Article published in:Language Structure and Environment: Social, cultural, and natural factors
Edited by Rik De Busser and Randy J. LaPolla
[Cognitive Linguistic Studies in Cultural Contexts 6] 2015
► pp. 99–130
Chapter 5. The cultural bases of linguistic form
The development of Nanti quotative evidentials
Culture-driven grammaticalization theory posits that cultural influence on linguistic form is mediated by the emergence of communicative practices which increase the frequency of particular lexical items, pragmatic inferences, and patterns of discourse, thereby putting in place a crucial pre-condition for their grammaticalization. The goal of this chapter is to contribute to the development of culture-driven grammaticalization theory by developing an account of the cultural basis for the grammaticalization of quotative evidentials in Nanti, an Arawak language of lowland southeastern Peru.

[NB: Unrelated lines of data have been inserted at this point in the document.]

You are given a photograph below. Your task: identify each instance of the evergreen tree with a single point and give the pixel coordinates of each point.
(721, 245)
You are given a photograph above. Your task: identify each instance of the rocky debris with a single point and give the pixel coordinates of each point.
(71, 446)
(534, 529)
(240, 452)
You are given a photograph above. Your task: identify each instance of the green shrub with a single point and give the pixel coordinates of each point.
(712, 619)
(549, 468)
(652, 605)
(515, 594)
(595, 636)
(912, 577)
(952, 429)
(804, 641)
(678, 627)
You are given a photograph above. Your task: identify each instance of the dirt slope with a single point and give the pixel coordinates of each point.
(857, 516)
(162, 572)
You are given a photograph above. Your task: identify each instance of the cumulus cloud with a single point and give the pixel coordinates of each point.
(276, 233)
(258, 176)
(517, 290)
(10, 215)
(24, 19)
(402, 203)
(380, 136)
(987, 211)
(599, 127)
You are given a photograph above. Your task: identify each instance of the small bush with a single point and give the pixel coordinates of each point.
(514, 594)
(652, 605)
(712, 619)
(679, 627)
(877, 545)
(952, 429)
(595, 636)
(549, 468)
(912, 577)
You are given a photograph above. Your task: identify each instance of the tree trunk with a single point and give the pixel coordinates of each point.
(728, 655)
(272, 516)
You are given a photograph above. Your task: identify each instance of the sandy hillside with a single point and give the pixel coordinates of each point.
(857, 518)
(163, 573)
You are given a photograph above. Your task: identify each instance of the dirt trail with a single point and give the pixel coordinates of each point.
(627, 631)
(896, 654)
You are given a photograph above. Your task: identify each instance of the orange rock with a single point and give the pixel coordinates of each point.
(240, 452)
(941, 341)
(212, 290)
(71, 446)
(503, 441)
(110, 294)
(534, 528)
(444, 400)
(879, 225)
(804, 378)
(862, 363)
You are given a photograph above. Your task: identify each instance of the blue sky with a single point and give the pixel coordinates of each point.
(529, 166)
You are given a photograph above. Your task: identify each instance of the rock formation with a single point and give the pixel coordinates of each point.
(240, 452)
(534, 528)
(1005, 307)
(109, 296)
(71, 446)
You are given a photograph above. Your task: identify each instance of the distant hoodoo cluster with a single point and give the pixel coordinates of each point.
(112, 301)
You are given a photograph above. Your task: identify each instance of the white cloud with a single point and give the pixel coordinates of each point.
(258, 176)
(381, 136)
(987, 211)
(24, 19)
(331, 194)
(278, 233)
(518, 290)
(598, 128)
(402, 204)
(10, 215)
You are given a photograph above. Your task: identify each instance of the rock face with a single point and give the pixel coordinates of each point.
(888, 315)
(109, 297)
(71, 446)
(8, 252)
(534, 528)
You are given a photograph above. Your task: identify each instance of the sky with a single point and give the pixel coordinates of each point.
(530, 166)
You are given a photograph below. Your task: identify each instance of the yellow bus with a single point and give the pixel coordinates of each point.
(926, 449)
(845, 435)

In particular, it is argued that Nanti quotative evidentials grammaticalized from inflected verbs of speaking that achieved high discourse frequencies due to communicative practices that link respectful communicative conduct towards others with the avoidance of speculation about others’ actions and internal states. As part of this communicative practice, Nantis largely restrict their discussion of others’ actions and internal states to two domains: reported speech regarding others’ actions and internal states, and actions that they witnessed themselves, which can also serve to index internal states.